Project Longhorn can be fully automated so when performance demanding instances are started, it will allocate an equal amount of performance to the storage architecture.
What to Do with Project Longhorn?
Now the challenge is what to do with it? For experimenters and tinkerers the code is ready to go. But Project Longhorn, in its current state, is not ready for the enterprise – and really that may not be the intent. The next step is for a company or two to pick up the code and create a new storage system out of it, one that is able to support containers, VMware and KVM all in the same system. It could be an enterprises packaged version of just the software, adding the few missing features.
The system could also be turnkey, including software and hardware. We’ve seen storage companies built by jump starting their development by using ZFS as the underlying file system, adding features and support. There is no reason a company couldn’t do the same thing with Project Longhorn.
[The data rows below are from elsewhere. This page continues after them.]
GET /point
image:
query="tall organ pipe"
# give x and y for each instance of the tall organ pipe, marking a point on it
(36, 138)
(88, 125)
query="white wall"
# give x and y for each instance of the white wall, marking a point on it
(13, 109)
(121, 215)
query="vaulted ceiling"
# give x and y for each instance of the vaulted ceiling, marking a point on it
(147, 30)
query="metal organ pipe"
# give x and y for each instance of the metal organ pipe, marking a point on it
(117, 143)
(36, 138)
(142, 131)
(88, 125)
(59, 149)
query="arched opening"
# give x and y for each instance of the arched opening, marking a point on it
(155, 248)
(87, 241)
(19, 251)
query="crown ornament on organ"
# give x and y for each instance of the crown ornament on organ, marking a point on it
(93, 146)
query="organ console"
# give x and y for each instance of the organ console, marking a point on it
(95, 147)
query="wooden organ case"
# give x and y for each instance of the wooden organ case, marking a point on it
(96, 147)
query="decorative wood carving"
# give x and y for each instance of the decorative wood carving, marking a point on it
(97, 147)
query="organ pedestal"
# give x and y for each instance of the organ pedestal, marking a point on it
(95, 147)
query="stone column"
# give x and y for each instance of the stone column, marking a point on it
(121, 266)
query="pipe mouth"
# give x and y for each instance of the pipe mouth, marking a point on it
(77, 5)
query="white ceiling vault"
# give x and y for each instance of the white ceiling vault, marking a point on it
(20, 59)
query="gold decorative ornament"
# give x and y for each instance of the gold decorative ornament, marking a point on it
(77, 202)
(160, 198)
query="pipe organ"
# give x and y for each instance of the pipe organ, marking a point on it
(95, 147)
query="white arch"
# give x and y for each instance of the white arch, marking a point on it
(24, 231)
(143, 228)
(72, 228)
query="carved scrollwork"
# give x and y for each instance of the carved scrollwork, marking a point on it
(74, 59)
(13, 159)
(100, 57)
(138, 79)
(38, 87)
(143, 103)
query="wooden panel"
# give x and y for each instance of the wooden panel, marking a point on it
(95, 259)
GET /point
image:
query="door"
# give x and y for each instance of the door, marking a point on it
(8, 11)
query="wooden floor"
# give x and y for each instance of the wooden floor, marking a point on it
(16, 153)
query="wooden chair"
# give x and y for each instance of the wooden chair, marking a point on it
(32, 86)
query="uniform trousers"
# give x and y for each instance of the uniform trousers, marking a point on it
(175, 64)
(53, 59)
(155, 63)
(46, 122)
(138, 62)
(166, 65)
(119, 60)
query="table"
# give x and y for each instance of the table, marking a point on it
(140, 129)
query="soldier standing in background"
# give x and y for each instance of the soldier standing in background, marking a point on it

There is no doubt storage architectures can scale to meet the performance and capacity demands of the modern data center. But at what cost? Most storage systems have to over allocate storage controller resources in order to make sure they will be able to keep up with volume growth. At the same time, most storage software developers have not done a great job of supporting the realities of multi-core processors.
Project Longhorn is lighting the path to a more efficiently scalable architectures that meets performance guarantees while keeping costs under control. What is the most striking is the simplicity of the design. Solve a big problem, scaling storage, by reducing the number of variables. In Project Longhorn’s case, one storage controller per storage volume.